Publié le 10 octobre 2024 par Ahmed Hanifi

 in Ouest France___________________


J’écrivais récemment, le 7 juin tout de même, ceci (sur Facebook) :

« Voyez la photo. Il s’agit de ma tanière, de mon antre, de mon bureau. Oui, de ma planque… (…)… PS : Maintenant vous avez une idée de l’Oulipisme ! (parmi les noms célèbres : Georges Perec, Raymond Queneau, Hervé Le Tellier, Michèle Audin…) Personnellement cela me passionne depuis une trentaine d’années.
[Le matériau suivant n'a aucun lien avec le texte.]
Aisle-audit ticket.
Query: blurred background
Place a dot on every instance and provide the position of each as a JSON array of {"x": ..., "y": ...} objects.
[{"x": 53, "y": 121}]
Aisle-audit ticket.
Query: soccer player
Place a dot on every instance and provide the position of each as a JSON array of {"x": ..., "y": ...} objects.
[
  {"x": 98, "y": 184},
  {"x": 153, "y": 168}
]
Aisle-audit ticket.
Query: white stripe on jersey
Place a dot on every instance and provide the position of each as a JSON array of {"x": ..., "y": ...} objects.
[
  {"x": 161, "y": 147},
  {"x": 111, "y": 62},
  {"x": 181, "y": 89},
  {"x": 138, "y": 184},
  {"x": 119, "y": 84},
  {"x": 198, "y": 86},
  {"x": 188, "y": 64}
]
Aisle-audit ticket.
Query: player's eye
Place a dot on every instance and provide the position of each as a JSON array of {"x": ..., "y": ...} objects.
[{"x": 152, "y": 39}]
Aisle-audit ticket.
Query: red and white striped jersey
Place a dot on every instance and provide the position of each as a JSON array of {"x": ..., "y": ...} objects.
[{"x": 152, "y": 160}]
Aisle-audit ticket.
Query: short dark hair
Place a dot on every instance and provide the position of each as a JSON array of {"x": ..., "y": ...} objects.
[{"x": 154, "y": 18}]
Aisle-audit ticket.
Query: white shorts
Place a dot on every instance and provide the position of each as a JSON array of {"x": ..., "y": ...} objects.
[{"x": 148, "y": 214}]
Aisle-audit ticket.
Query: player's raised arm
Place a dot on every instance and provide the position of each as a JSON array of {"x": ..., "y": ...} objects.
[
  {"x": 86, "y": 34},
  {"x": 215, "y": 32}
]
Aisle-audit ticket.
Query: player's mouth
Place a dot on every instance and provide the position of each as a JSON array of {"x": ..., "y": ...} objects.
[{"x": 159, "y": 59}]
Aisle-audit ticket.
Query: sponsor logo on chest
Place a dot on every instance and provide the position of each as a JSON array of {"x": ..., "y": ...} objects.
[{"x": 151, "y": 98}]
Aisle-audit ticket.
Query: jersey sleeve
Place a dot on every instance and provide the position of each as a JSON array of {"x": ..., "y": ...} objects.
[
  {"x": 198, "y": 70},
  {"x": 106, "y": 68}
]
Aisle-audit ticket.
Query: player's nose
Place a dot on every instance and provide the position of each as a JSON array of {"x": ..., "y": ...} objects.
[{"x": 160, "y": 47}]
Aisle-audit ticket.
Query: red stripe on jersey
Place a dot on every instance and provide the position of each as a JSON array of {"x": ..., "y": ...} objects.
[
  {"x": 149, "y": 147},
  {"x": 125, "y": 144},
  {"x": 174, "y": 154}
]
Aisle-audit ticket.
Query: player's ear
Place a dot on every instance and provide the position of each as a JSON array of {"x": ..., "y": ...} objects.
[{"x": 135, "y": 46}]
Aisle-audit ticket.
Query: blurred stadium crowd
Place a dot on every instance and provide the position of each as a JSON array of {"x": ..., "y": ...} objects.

J’utilise très souvent ces auteurs et d'autres de la même ‘lignée’ de la même fibre, dans l’élaboration de mes ateliers d’écriture créative (et dans mes romans bien évidemment)…. depuis…. depuis…. Je n’ai pas trouvé en Algérie un auteur qui s’en revendique, qui écrit en usant des « stratagèmes » Oulipiens. Il est vrai que je n’ai pas tout lu. Allez, commençons. » etc.

(Pour les détails lire ici : http://leblogdeahmedhanifi.blogspot.com/2024/06/847-ou-ouli-oulipo-une-volee-dincipit.html)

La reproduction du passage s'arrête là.